A new extraordinary benefit for the suspension of activity will be aimed at those independent contractors whose whole activity has been temporarily suspended as a result of a resolution issued by the competent administrative authorities to contain the COVID-19 pandemic.
These benefits will begin to accrue with effects from 1 October 2020 and have a maximum duration of four months, provided that the application is presented within the first 15 calendar days of October. Should this not be the case, the effects will be established as from the first day of the month following the presentation of the application.
Minimum Living Income
The legislation regulating the Minimum Living Income (Spanish acronym: IMV) has been “adjusted” again, explained the Minister for Inclusion, Social Security and Migration, José Luis Escrivá, following the amendments approved at the latest Council of Ministers. “These are technical, but very important, aspects that will allow us to proceed with the processing and resolution of many cases”, he claimed.
To date, 900,000 applications have been made, of which 410,000 have already been processed, “which means that more than 90,000 households and almost 300,000 people are now receiving this benefit”, he said.
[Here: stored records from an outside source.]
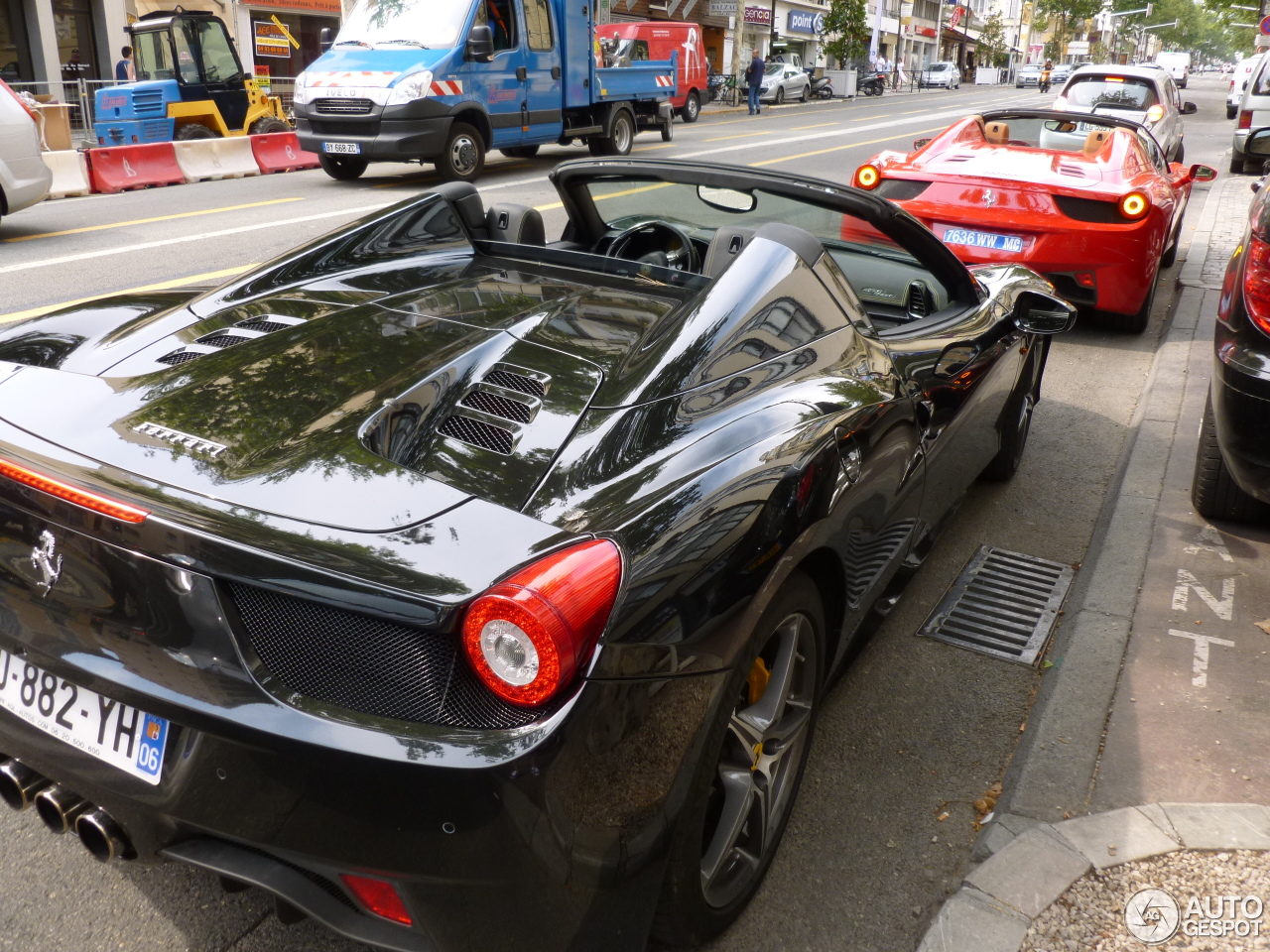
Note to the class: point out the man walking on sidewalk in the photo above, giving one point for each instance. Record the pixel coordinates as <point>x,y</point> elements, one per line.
<point>754,77</point>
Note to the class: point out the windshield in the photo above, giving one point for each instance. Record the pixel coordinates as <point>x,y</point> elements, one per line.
<point>1111,93</point>
<point>429,23</point>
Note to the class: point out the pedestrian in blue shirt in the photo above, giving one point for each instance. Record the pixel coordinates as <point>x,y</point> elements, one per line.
<point>754,77</point>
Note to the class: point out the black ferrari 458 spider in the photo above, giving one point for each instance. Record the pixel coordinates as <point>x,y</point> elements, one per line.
<point>474,592</point>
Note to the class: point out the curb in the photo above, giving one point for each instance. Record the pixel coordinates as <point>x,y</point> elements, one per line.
<point>1057,758</point>
<point>1037,862</point>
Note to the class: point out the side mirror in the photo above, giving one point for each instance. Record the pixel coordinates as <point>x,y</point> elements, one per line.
<point>1043,313</point>
<point>480,44</point>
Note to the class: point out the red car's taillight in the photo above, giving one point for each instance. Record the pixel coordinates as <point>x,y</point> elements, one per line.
<point>71,494</point>
<point>530,635</point>
<point>1256,284</point>
<point>379,896</point>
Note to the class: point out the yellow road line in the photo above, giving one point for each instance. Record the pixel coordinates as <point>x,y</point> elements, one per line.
<point>160,286</point>
<point>838,149</point>
<point>149,221</point>
<point>742,135</point>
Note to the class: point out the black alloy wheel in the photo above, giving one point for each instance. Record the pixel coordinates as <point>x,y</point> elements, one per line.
<point>267,125</point>
<point>191,131</point>
<point>691,109</point>
<point>1214,493</point>
<point>463,154</point>
<point>343,168</point>
<point>744,789</point>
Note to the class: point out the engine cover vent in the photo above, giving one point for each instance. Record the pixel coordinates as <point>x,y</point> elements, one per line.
<point>477,433</point>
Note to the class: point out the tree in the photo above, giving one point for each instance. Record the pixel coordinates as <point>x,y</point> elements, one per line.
<point>992,41</point>
<point>847,26</point>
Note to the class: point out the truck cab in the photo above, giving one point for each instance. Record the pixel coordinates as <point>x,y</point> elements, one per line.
<point>416,80</point>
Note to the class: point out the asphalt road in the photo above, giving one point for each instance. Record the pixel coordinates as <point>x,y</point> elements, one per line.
<point>915,729</point>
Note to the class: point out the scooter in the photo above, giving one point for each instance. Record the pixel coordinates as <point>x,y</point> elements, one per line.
<point>873,84</point>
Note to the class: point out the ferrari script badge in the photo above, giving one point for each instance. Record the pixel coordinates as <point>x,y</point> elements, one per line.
<point>46,562</point>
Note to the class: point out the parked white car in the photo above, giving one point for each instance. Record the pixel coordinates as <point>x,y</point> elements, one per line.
<point>24,178</point>
<point>1243,71</point>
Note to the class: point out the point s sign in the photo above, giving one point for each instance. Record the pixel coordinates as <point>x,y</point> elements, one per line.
<point>806,22</point>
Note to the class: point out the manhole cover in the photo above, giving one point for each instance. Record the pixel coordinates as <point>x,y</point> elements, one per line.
<point>1002,604</point>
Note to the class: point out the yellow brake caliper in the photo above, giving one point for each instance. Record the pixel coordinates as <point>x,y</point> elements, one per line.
<point>757,683</point>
The aim is to reach 180,000 beneficiary households and that around 70% of all the current cases, “which will probably stand at around 1 million by the end of October”, will be subject to processing by that date.
The concept of Coexistence Unit has been modified to include those people who, without family or similar ties, share the same dwelling with a Coexistence Unit made up of people who do have ties. In these cases, the existence of two Coexistence Units will be considered to exist.
Furthermore, if through a contract the individual use by a single person or by a Coexistence Unit of a room in a hotel or similar establishment can be accredited, this will be considered to be their primary residence for the purposes provided for in this legislation.
Similarly the concept of single-parent dwelling will be clarified and the requirement for three years of independent living will be limited to those under the age of 30 (one year for those over the age of 30) and the requirement for one year of national insurance contributions will be established.